I just sat in a room full of data engineers the other week who were worrying about AI automating them out of work the same way auto manufacturing in Detroit was upended half a century ago.
All AI. All the time. That’s what technology professionals are talking about.
Data scientists, data engineers, and data architects are right to sound an alarm at that. Using AI to solve and automate data problems all the way at the beginning of the pipeline is an obvious use case of agentic engineering in data. Shifting AI left for automation.
That looms as a threat to data engineering positions who own the pipeline underlying the architecture and deliverables. It’s a discussion that we can no longer avoid. In all fields, AI is looming, bringing with it new risks and bigger change.
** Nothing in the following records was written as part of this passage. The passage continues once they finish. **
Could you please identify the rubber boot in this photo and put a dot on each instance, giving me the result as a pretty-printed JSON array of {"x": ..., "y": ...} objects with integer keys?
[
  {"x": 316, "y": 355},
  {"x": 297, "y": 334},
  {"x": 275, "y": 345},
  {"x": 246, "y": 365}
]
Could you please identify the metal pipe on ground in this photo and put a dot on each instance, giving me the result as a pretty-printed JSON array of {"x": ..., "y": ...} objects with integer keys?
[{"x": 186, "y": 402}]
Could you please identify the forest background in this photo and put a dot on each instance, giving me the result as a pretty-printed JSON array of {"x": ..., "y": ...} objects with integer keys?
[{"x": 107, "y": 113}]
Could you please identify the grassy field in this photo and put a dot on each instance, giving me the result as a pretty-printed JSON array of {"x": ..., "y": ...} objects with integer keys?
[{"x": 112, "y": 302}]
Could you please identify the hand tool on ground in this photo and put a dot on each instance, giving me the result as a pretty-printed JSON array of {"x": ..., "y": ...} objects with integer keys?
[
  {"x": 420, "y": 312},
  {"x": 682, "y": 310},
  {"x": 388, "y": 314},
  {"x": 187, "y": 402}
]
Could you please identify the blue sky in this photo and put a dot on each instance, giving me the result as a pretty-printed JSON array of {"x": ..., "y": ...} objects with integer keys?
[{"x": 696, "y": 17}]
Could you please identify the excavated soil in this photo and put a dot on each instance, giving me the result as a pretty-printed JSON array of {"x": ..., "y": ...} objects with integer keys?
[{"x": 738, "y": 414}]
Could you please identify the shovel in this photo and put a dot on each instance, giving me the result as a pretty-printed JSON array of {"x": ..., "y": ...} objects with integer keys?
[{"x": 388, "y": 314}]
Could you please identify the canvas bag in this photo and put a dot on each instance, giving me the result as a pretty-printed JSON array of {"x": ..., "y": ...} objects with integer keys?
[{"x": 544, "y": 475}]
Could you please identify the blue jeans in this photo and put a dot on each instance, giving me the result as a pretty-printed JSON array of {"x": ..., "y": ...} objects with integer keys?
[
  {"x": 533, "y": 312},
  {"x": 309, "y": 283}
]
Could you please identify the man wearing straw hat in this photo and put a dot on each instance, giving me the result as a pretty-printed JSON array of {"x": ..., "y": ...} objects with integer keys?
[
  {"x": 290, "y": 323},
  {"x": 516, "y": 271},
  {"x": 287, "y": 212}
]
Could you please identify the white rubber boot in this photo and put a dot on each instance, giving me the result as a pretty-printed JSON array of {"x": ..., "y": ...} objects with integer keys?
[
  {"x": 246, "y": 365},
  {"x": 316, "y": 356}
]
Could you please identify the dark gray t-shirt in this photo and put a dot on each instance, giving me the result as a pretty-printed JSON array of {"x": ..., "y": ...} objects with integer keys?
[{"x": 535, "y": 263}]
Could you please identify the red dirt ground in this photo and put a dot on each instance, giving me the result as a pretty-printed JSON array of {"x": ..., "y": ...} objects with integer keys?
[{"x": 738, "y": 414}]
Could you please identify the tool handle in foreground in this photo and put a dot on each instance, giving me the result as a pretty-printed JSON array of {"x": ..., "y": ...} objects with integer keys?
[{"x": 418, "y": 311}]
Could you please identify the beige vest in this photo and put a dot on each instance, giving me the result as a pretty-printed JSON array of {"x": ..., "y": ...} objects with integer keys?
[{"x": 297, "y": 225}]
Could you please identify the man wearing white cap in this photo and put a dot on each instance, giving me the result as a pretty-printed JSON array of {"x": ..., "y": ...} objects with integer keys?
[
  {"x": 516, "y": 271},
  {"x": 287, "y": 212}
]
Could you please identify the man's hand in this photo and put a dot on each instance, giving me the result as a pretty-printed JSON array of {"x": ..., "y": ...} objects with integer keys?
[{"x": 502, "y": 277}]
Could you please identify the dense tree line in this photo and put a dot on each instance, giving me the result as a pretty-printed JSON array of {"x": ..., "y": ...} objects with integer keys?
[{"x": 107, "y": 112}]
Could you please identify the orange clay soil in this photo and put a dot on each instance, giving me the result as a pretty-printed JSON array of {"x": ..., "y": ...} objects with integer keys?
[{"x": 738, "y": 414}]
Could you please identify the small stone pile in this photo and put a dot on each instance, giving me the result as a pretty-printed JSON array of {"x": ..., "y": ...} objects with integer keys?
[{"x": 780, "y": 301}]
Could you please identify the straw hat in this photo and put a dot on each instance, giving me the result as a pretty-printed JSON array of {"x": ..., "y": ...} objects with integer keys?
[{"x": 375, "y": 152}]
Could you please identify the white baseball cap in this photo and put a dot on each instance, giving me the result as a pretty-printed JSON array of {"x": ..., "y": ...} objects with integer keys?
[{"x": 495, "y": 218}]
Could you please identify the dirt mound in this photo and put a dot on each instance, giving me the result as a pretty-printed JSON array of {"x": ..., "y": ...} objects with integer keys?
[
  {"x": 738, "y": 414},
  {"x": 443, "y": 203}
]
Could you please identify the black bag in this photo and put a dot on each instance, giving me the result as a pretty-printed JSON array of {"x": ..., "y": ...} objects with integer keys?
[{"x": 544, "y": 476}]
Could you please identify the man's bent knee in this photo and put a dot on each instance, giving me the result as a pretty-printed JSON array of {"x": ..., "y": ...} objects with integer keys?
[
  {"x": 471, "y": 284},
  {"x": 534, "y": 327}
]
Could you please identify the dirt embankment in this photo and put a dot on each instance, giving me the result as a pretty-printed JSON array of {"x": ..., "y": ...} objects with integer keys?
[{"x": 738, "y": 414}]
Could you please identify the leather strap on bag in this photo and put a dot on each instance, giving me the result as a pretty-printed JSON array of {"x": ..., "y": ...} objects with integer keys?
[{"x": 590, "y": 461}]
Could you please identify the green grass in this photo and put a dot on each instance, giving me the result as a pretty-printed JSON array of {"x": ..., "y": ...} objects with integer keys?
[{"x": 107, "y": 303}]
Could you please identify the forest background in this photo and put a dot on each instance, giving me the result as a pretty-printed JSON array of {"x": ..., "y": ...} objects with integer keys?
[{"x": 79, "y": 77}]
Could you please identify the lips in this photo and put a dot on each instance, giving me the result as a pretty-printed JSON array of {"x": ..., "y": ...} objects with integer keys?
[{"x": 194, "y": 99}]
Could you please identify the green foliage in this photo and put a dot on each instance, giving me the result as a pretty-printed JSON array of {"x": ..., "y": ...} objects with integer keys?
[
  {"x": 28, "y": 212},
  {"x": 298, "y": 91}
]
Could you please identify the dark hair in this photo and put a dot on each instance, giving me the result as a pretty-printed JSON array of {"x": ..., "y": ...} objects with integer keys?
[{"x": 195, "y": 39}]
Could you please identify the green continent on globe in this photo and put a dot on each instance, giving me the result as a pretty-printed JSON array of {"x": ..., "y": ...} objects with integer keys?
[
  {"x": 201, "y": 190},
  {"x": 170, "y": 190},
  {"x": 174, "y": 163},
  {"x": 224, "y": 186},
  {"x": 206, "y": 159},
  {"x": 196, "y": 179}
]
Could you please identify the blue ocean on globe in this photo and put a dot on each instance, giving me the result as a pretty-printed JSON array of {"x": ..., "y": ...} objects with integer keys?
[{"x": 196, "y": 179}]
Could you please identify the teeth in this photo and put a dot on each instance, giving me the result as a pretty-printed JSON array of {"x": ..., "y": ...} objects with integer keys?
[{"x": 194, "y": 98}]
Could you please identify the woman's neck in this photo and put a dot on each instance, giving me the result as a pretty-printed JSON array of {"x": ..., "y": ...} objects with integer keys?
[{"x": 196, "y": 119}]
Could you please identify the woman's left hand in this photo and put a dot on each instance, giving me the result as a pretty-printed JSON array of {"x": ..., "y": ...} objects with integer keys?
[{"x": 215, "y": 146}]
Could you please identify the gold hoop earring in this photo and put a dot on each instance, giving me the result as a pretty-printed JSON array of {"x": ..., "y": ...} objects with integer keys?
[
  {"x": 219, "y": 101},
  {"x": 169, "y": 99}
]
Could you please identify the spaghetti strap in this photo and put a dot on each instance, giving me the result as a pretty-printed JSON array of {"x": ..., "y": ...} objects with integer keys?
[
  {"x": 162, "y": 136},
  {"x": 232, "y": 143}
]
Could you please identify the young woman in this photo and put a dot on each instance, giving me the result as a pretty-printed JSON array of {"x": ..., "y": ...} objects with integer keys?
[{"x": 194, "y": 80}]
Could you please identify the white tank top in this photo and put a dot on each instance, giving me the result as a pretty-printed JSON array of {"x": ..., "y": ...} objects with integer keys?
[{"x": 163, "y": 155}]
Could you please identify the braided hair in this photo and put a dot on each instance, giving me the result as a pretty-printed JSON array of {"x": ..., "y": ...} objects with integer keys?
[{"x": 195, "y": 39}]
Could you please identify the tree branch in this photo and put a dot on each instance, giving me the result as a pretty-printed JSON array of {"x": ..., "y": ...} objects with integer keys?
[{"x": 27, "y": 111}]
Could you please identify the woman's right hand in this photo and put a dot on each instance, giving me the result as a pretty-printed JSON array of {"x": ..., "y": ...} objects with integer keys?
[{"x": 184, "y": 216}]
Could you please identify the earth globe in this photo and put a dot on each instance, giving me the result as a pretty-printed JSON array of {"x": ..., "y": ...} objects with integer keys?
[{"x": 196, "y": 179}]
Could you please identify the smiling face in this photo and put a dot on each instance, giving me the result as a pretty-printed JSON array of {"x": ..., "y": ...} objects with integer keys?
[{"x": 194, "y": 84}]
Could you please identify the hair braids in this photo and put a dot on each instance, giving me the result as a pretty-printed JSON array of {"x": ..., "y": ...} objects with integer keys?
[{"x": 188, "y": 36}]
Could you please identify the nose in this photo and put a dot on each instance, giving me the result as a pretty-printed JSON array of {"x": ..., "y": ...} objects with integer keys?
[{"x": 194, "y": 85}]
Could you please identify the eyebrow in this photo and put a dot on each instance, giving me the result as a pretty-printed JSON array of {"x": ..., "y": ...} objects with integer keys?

Introducing AI there can be dangerous, and that’s a conversation all its own. You hear horror stories about AI initiatives that failed—and what failed them.
Agentic frameworks stall because the retrieval layer can’t be trusted. RAG pipelines work in demo then fall apart in production. Problems that should have been solved upstream are solved by building governance tools downstream.
The conversation comes back to one thing. The data wasn’t ready.
Don’t neglect the data layer
A Cloudera and Harvard Business Review study from March 2026 found that only 7% of enterprises consider their data completely ready for AI, and over a quarter said it wasn’t ready at all. Another data point: In Informatica’s 2025 CDO Insights survey, 43% of organizations named data quality and readiness as their top obstacle to AI success. Not model performance. Not tooling. Data.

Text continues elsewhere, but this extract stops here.